No fim do workshop, o capitão geral pegou o microfone e disse:
- Valeu pela presença galera! Quem se interessou, no fim do workshop nós estaremos aqui para conversar, tirar duvidas, fazer inscrição e tudo mais. Ah, já ia me esquecendo, vai ter um coffebreak depois! Abração galera!
Todos aplaudiram e foram para o coffe break. Eu, timidamente, fui também. Eu queria falar com Nick, mas tinha medo.
Vocês acreditam em destino? Eu não acreditava. Hoje eu acredito. Isso que aconteceu nesse dia do workshop é um dos motivos. Vou contar:
Estava eu, timidamente, comendo um pedaço de bolo, conversando educadamente com um colega, que também queria entrar na equipe. Ele era até legal. Otávio era o seu nome.

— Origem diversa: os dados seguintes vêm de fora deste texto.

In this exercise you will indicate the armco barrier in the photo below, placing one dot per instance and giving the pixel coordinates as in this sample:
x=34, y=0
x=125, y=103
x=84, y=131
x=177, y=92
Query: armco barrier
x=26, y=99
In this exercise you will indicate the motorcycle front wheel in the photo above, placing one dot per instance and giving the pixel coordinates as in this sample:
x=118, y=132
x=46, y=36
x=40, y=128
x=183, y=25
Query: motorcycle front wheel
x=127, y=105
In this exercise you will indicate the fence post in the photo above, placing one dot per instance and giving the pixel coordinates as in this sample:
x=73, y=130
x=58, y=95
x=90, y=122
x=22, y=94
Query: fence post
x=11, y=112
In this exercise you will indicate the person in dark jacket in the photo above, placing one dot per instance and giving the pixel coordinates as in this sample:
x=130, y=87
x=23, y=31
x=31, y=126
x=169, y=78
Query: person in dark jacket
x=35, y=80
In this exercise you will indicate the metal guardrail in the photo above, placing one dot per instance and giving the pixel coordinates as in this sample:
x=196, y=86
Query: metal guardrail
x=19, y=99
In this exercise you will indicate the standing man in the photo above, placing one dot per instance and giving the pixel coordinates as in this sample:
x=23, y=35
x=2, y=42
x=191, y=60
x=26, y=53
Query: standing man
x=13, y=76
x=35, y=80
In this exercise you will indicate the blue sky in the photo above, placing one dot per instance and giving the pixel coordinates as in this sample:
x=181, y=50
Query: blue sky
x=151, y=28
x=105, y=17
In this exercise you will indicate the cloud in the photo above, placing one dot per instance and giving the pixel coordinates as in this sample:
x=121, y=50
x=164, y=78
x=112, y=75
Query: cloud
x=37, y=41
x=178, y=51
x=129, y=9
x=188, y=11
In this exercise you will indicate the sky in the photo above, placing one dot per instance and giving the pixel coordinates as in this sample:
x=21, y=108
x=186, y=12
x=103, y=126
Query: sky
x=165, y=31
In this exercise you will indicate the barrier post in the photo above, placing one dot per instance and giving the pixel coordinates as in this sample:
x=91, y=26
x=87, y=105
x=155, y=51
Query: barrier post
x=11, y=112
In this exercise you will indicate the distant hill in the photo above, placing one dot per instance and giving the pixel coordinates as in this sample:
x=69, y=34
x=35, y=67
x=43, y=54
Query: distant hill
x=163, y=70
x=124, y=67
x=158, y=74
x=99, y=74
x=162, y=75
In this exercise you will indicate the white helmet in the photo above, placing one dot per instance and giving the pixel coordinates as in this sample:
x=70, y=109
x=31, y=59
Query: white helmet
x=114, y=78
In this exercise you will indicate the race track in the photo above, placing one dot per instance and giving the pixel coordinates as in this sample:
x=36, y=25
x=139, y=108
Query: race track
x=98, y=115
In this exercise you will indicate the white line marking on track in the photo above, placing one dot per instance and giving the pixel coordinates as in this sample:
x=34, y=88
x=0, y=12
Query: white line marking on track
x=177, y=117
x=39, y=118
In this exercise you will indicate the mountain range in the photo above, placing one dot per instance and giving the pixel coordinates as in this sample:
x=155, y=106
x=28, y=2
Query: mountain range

Houve uma hora que Otávio saiu para ir ao banheiro. Aproveitei para pegar mais um copo de suco. Enquanto eu ia, alguém esbarrou em mim, eu tropecei e trombei com uma pessoa. Sorte que meu copo estava vazio. Vocês ganham um doce se adivinhar quem era.
Sim, era o Nick.
- D-d-desculpe – Eu gaguejei com dificuldade. Eu não estava nem um pouco preparado psicologicamente para falar com ele.
- Algum problema, bixão?
Bixão. Na UNIFEI é muito comum chamar os calouros de bixo ou bixão. Sim, com X, não CH. Eu já estava acostumado com isso. Acreditem, lá não é ofensivo. Algumas outras universidades adotam esse costume também.
- N-não. Eu só... tropecei – Fiquei vermelho de vergonha. Ele devia achar que eu era um tapado. Ele deu uma risada e perguntou:
- Curtiu o Workshop? – Assenti. Enquanto eu formulava uma frase decente para se dizer, ele falou:
- O gato comeu sua língua? – Sorri timidamente.

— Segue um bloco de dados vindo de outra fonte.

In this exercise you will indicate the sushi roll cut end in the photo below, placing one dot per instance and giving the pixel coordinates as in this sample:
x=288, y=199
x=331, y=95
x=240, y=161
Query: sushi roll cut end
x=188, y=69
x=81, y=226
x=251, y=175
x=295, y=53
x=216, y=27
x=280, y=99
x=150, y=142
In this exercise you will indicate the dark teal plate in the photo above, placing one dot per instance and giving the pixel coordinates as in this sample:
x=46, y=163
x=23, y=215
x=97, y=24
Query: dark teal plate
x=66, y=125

- Desculpa. Eu sou meio tímido. Mas sim, eu gostei bastante. Vou tentar a subequipe de suspensão.
- Ahhh! Então é comigo mesmo! – Ele falou animado.
Nick era bem animado, brincalhão. Todos que passavam ele brincava um pouco. Pude ver que ele era muito querido na equipe e até pelas outras pessoas. Mas notei algo de ruim, que me deixou triste. Ele tinha uma aliança.
- Nicolas, não é? – Perguntei. Queria manter pelo menos a formalidade.
- Nick. Nicolas parece minha mãe ou minha namorada brigando comigo. Me da arrepios – Ele falou. Dei uma risada dele.
- É sério pô! Você como chama? – Ele falou brincando, mas sério.
- Fernando – Ele sorriu.
- Fer ou Nando? – Ele perguntou. Lembrei do Théo. Ele me chamava só de Fer. Na verdade ele era um dos únicos que me chamava por apelido.
- Nando... – Respondi, meio triste, por lembrar do Théo. Se toda vez que Nick me chamar de Fer eu lembrar do Théo, minha vida ia virar um inferno.
- Quando você está no seu quarto e sua mãe berra “Fernando”. É boa coisa?
- Não. Nunca será! – Ele riu.
- Então eu só te chamo de Nando e você só me chama de Nick, pode ser?
- Fechado! – Ele apertou minha mão.
- Bom... Workshop. Alguma dúvida? – Depois disso ficamos conversando por um bom tempo. Na hora que eu vi, todos já tinham ido embora. Nick também se assustou.
- Nossa! Nando, te vejo no processo seletivo! Boa sorte! – Nick saiu, encontrou um companheiro de equipe e continuou andando, fiquei parado, observando ele ir embora.
Nick era parecido com Théo. Algumas diferenças: seu cabelo era liso e um pouco mais para loiro. Seus olhos era um misto de castanho claro e verde. Ele tinha uma barba mal feita na cara, mas bem aparada. Ele era magro, não aparentava ser musculoso, apenas sexy.
Voltei para casa conversando com um colega. Ele também estava animado para entrar em suspensão. Depois dessa conversa com Nick, eu estava bem mais animado, feliz, amigável.
Cheguei no meu pequeno kitnet, fiz minha janta. Um segredo que será útil: eu sabia cozinhar muito bem. Esse dia eu estava inspirado. Mesmo só para mim eu fiz um frango com 4 queijos. Relativamente simples, mas gostoso demais.
Jantei e dormi.
Um comentário. Essa foi a primeira vez em três anos que eu dormi em paz.